VELVET AVOCADO PASTA

VELVET AVOCADO PASTA

This alternative take on a classic pasta dish features different textures of avocado
  • SERVES 2
  • Easy
  • 2 hours
  • 15 min
RECIPE DEVELOPED BY:
Monray van der Hyde
STYLING & PHOTOGRAPHY:
ICA Team
WINE PAIRING:

PASTA 

100 g bread flour

1 large egg, whisked

pinch of salt

AVOCADO AND CREAM CHEESE FILLING 

15 ml (1 tbsp) vegetable oil

1 (70 g) small onion, finely chopped

50 g almonds, toasted and finely chopped

45 ml (3 tbsp) cream cheese,

1 (200 g) avocado, mashed

salt, to season 

AVOCADO SALT 

skin of 1 avocado, scraped clean and dried

10g salt 

AVOCADO PESTO  

60 g basil, fresh

40 g almonds, lightly toasted and chopped

2 (14 g) garlic cloves, creamed

50 g Pecorino cheese, grated

80 ml (⅓ cup) olive oil

45 ml (3 tbsp) lemon juice

1 (200 g) Avocado, pureed

salt and pepper, to season 

AVOCADO OIL 

handful of parsley

1 avocado skin

250 ml (1 cup) vegetable oil 

RICE PAPER CRISPS 

5 Rice papers

oil, to deep fry

avocado salt

TO SERVE 

125 ml (½ cup) crème fraîche

10 g fresh basil  

Preheat the oven to 120. 

Pasta

  1. Combine the flour and whisked egg until a firm dough forms.
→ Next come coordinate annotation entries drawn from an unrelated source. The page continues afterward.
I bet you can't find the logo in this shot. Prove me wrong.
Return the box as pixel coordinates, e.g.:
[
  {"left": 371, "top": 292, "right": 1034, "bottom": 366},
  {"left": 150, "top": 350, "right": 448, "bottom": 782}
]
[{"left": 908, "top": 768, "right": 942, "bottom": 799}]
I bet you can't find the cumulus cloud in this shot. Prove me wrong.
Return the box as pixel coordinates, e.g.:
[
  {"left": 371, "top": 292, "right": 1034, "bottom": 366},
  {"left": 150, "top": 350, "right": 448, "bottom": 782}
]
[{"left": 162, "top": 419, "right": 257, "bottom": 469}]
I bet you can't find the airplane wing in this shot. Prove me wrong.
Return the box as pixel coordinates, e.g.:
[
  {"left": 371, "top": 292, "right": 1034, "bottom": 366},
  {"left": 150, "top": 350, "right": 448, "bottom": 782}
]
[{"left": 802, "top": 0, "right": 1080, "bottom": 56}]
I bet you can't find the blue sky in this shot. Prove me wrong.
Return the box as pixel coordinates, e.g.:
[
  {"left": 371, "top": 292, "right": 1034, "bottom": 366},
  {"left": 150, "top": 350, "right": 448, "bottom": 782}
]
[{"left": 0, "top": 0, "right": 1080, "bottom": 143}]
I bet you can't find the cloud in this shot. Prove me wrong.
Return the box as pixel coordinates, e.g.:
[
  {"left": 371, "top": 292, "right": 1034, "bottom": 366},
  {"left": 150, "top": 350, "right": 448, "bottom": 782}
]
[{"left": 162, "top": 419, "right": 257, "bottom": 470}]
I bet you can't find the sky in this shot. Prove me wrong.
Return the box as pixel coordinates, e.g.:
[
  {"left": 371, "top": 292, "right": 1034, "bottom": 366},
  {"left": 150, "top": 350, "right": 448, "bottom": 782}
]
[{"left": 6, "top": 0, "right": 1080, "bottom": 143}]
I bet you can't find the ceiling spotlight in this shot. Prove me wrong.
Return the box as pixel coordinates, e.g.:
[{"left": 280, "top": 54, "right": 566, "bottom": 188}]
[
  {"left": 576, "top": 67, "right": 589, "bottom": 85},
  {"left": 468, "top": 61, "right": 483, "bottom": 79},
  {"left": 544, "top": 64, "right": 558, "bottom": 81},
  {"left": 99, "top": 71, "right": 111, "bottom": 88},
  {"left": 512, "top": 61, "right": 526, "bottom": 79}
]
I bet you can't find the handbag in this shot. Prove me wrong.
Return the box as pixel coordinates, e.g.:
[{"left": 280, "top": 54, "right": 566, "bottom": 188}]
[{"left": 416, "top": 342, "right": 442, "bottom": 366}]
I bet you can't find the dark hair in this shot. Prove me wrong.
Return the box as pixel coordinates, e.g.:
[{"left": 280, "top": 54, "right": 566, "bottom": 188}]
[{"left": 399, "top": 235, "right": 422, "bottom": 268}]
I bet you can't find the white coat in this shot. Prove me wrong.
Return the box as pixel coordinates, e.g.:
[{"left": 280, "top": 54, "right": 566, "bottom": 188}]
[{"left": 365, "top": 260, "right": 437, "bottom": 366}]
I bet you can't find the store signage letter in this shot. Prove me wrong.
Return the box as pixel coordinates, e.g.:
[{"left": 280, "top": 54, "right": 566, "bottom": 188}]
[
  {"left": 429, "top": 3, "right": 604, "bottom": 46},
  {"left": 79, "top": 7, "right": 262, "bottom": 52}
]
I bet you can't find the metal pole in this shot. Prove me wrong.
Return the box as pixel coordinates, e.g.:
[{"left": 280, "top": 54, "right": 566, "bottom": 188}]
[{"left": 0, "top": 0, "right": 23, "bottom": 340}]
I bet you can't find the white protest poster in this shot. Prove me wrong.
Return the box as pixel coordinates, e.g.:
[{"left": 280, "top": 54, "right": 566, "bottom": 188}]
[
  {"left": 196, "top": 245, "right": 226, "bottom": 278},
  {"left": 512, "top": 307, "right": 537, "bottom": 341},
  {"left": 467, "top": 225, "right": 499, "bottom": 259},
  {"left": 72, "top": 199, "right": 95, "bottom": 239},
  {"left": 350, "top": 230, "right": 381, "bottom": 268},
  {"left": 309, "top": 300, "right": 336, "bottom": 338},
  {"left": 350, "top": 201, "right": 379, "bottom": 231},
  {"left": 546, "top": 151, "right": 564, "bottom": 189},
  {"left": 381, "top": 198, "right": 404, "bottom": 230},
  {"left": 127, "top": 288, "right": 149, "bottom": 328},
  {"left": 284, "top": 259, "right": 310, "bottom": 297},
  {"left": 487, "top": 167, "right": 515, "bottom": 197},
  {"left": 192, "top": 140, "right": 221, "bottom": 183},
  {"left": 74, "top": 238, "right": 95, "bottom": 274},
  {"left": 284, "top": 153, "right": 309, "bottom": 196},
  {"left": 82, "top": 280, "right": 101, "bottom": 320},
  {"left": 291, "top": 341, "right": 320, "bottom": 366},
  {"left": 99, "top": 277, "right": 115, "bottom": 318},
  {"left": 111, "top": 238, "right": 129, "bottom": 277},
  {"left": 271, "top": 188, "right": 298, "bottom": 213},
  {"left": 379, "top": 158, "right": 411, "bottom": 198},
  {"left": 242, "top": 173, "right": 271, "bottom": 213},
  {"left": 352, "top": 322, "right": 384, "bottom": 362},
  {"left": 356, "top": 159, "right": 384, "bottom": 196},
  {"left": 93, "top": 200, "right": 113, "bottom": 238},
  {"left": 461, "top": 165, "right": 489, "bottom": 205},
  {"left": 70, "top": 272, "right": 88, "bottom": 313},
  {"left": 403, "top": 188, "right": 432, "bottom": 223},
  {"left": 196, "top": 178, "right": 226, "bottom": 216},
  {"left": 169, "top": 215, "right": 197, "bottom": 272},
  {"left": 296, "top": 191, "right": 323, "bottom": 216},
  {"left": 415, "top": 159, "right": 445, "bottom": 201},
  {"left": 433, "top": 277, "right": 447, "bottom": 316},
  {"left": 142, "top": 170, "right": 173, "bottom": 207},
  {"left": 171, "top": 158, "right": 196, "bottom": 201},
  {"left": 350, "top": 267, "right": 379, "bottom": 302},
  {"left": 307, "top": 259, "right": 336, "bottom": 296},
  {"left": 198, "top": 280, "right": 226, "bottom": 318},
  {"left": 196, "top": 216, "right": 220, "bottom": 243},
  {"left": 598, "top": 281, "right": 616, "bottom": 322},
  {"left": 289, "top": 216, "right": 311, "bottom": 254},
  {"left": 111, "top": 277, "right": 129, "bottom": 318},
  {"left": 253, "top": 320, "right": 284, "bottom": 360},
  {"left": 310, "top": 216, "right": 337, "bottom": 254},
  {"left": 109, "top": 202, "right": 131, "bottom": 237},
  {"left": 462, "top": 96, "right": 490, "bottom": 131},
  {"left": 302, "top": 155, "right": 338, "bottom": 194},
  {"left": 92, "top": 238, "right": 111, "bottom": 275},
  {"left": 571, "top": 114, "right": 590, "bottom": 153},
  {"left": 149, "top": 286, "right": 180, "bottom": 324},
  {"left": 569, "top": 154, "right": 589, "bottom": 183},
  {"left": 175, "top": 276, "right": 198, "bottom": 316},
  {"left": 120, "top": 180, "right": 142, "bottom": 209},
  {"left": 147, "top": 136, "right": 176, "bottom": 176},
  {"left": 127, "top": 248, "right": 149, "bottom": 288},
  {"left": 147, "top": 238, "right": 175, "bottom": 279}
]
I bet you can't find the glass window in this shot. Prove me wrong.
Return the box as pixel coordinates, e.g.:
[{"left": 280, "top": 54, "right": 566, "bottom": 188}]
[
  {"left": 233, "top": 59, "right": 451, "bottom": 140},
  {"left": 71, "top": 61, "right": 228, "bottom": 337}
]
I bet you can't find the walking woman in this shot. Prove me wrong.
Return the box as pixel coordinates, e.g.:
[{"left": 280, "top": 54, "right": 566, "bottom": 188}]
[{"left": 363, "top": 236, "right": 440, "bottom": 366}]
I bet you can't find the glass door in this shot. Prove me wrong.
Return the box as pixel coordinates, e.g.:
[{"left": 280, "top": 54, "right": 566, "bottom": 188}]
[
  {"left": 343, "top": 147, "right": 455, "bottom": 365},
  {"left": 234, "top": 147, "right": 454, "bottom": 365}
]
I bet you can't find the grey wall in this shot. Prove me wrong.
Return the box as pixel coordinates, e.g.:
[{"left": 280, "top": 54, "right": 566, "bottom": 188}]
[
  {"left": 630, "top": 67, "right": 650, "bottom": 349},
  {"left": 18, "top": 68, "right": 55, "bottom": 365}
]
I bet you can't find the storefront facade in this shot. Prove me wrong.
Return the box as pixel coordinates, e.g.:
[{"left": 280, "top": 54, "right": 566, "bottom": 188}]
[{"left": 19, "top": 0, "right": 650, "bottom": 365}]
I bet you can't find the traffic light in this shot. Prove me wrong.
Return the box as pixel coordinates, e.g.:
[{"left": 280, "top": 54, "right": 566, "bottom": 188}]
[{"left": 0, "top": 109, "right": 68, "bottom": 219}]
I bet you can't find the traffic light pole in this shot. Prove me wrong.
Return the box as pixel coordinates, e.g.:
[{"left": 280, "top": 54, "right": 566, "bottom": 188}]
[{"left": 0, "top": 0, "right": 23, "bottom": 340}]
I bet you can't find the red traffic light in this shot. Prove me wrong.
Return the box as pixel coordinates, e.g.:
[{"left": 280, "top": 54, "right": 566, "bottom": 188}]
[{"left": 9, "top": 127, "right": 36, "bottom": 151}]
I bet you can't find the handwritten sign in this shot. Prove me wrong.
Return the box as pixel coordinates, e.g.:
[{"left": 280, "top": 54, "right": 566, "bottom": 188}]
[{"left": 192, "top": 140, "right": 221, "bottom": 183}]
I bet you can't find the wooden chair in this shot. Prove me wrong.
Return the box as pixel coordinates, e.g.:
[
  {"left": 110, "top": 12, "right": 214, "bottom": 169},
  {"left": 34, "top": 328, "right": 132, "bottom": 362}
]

If the mixture is slightly dry, add a little bit of water.
  2. Knead the dough for 10 minutes until smooth.
  3. Place the pasta dough in the fridge for 20 minutes. 

Pasta Filling

  1. Heat the oil in a small pan. Saute the onion for 5 minutes until soft.
  2. Remove from the heat. Add the rest of the ingredients to the pan and stir through.
  3. Season the filling with salt and pepper.
  4. Roll the pasta out with a pasta machine into thin sheets. Use a cookie cutter to form round shapes.
  5. Place a little bit of the filling onto the pasta, folding the pasta over into a half-moon. Use a little bit of water to secure the edges. Fold the tips of the half-moon around your index finger and secure the tips.
  6. Dust the pasta shapes with flour and set aside.  

Avocado Salt

  1. Place the skins onto an oven tray and allow the skins to dry in the oven until completely dry.
  2. Once dry, remove the skins and blend until fine, combine the powder with an equal amount of salt and set aside. 

Avocado Pesto

  1. Combine all the ingredients in a food processor or blender and pulse for about a minute.
  2. Store the pesto in a small bowl in the fridge. 

Avocado Oil

  1. Bring a small pot of water to the bowl over medium heat. Prepare another bowl with ice water.
  2. Once the water is boiling, blanch the parsley in the boiling water and immediately place it into ice water.
  3. Drain the parsley well.
  4. Place the parsley, avocado skins and oil into a blender. Blend the oil on high for about 1 minute before straining.
  5. Strain the oil. 

Rice Paper Crisps

  1. Fry the rice papers in hot oil for 1 minute or until the rice paper puffs up and becomes crispy.
  2. Place the rice papers on a paper towel to dry.
  3. Dust the rice paper crisps with a good amount of avocado salt. 

To Serve

  1. Bring a small pot of water to a rolling boil over high heat. Season the water generously with salt. Boil the pasta shapes for 3 minutes or until cooked. 
  2. Heat the crème fraîche in a small saucepan over low heat for 2 minutes, add the avocado pesto to the crème fraîche, followed by the avocado pasta, taking care not to break the pasta shapes.
  3. Place the pasta, with a generous amount of sauce on your plate.
  4. Finish with a drizzle of the avocado oil, rice paper crisps and fresh basil leaves. 

Monray van der Hyde represented ICA at the 2024 Culinary Schools Student Chef Competition with his dish, “Velvet Verdant”. This alternative take on a classic pasta dish features different textures of avocado including avo and almond pasta, avo pesto, avo oil and avo dust.